2. The federal government is lobbying its counterparts in Washington to take careful note of criminal pardons granted to Canadians for pot possession

Public Safety Minister Ralph Goodale says he brought up the issue with acting U.S. secretary of homeland security Kevin McAleenan during a meeting in Washington this week.

“It is important for the records that are kept on the American side to reflect the accurate legal status of Canadians,” Goodale said in an interview.

Ottawa continues to study proposed legislation to make it easier for Canadians to get a pardon for possessing a small amount of cannabis.

Under the legislation, now before the Senate, anyone convicted of simple pot possession over the decades before legalization could apply for a “record suspension.” The government is also seeking to waive the usual fee or waiting period.

Currently, Canadians convicted of cannabis-related offences can be refused entry to the U.S., even if they have been granted pardons in Canada.

Goodale wants the U.S. to place more weight on those officials suspensions when deciding whether to grant some access to the U.S.

“There may be old information, or it could be conflicting information,” he said. “And we just want to make sure that it’s as complete and accurate and current as it can be, so that people are not unduly or improperly impeded at the border.”

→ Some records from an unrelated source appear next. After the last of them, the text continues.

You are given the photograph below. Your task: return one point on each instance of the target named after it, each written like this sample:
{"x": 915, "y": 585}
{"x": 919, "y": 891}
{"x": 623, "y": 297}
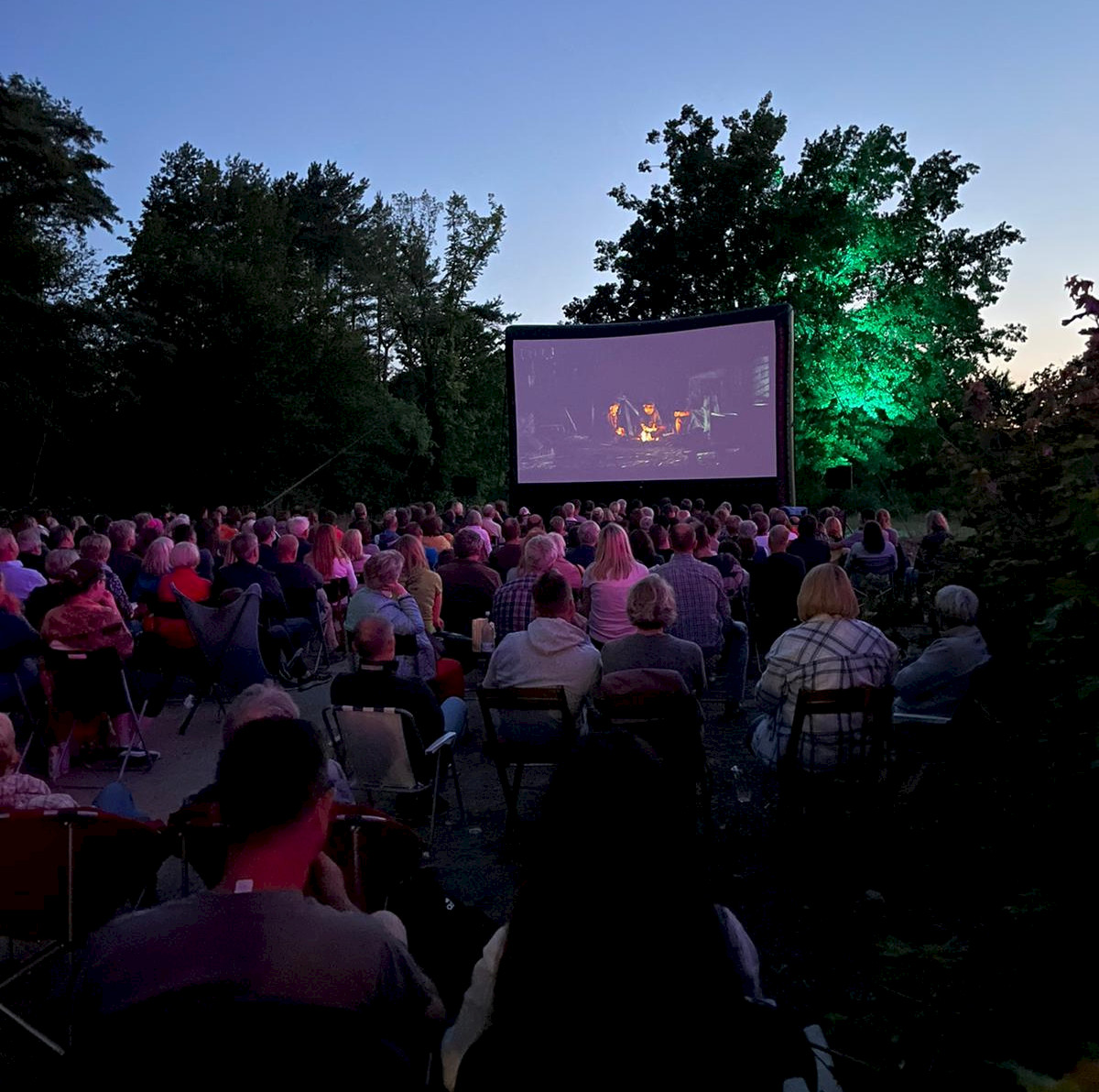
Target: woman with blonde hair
{"x": 832, "y": 649}
{"x": 422, "y": 584}
{"x": 607, "y": 583}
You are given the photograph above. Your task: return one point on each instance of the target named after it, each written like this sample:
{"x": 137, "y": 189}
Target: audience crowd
{"x": 571, "y": 598}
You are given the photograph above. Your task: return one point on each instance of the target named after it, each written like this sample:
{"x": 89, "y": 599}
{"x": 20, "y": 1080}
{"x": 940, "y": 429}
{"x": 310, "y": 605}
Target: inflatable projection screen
{"x": 684, "y": 400}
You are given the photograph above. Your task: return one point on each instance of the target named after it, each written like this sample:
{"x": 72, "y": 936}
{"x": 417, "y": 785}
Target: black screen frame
{"x": 778, "y": 489}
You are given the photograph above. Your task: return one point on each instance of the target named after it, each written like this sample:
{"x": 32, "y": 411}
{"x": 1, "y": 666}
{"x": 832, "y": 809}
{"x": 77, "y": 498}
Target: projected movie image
{"x": 686, "y": 404}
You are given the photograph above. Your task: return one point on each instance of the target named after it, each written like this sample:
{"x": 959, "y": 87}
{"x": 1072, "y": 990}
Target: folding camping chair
{"x": 63, "y": 874}
{"x": 523, "y": 711}
{"x": 229, "y": 638}
{"x": 382, "y": 751}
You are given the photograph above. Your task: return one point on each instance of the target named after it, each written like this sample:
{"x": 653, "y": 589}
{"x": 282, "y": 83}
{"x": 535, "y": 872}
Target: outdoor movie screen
{"x": 699, "y": 402}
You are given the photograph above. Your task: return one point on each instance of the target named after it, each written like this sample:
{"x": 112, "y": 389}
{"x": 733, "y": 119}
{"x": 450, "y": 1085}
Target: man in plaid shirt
{"x": 514, "y": 604}
{"x": 702, "y": 610}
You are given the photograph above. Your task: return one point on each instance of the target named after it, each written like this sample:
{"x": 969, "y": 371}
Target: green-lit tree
{"x": 887, "y": 296}
{"x": 49, "y": 198}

3. The fund endowment arm of the Church of England may be the first mainstream religious organization to express its willingness to invest in the medicinal cannabis industry.

“There has been no change to our overall position on medicines,” a spokesperson for the Church Commissioners told ABC News. “We will hold medicinal cannabis to the same standards as we hold other pharmaceuticals, and invest only if properly licensed and regulated for medicinal use.”

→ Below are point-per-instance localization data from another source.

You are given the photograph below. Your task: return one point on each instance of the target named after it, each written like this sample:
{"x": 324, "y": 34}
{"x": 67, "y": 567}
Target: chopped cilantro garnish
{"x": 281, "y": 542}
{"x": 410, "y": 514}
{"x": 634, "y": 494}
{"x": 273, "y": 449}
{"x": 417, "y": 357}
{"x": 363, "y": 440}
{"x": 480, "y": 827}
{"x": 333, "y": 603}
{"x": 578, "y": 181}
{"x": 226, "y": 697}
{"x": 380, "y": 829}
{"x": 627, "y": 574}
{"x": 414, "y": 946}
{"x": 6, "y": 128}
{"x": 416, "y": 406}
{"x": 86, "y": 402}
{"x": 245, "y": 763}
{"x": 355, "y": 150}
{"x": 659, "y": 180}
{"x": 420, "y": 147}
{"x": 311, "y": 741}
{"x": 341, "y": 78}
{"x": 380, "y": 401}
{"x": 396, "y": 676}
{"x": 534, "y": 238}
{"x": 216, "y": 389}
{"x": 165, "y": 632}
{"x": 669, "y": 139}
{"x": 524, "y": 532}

The announcement follows a change in U.K. law last year that legalizes medicinal cannabis use.

The Church Commissioners manages assets worth £8.2 billion (or about $10.4 million U.S.). The Church Commissioners is a closed fund, meaning it does not take in new contributions. Profits from the investments are used to pay for bishops and ministry costs, supporting local dioceses and clergy pensions.

The Church of England’s willingness to invest in medicinal cannabis may speak to how fast the industry is growing around the world. A recent study pegged the global cannabis market at $11 billion in 2018. That figure is expected to rise to over $50 billion by 2029.

Any investments the Church makes in cannabis still have to conform to its ethical standards, which restrict on how it generates profits from industries such as gambling, alcohol and tobacco.


4. Canada’s legalization of pot edibles later this year may face the same kind of product shortages as the initial rollout of cannabis in October 2018, say industry insiders.

“At least that time we knew what the permissible product types were going to be and were already making them in the medical context,” said Trina Fraser, a partner at Brazeau Seller Law in Ottawa.

While the federal government will add edibles, extracts and topicals to the list of legal cannabis products before October 17, it has yet to issue regulations for the sale and production of those formats.

That could make it difficult for producers to prepare product for distribution in the first few weeks after full legalization.

Health Canada is already grappling with a licensing backlog for growers, with as many 614 applications now waiting final approval.


5. A new study appears to undercut hopes that medical marijuana could someday lower opioid overdose deaths.

Earlier research appeared to link medical marijuana laws to slower-than-expected increases in U.S. prescription opioid death rates between 1999 and 2010. The authors of that study speculated patients might be substituting marijuana for painkillers, but they warned against drawing conclusions.

However, new research published in “Proceedings of the National Academy of Sciences,” includes data all the way up to 2017; it suggests that states passing medical marijuana laws saw 23% higher death rates involving prescription opioids.

Legalizing medical marijuana “is not going to be a solution to the opioid overdose crisis,” said Chelsea Shover of Stanford University School of Medicine. “It would be wonderful if that were true, but the evidence doesn’t suggest that it is.”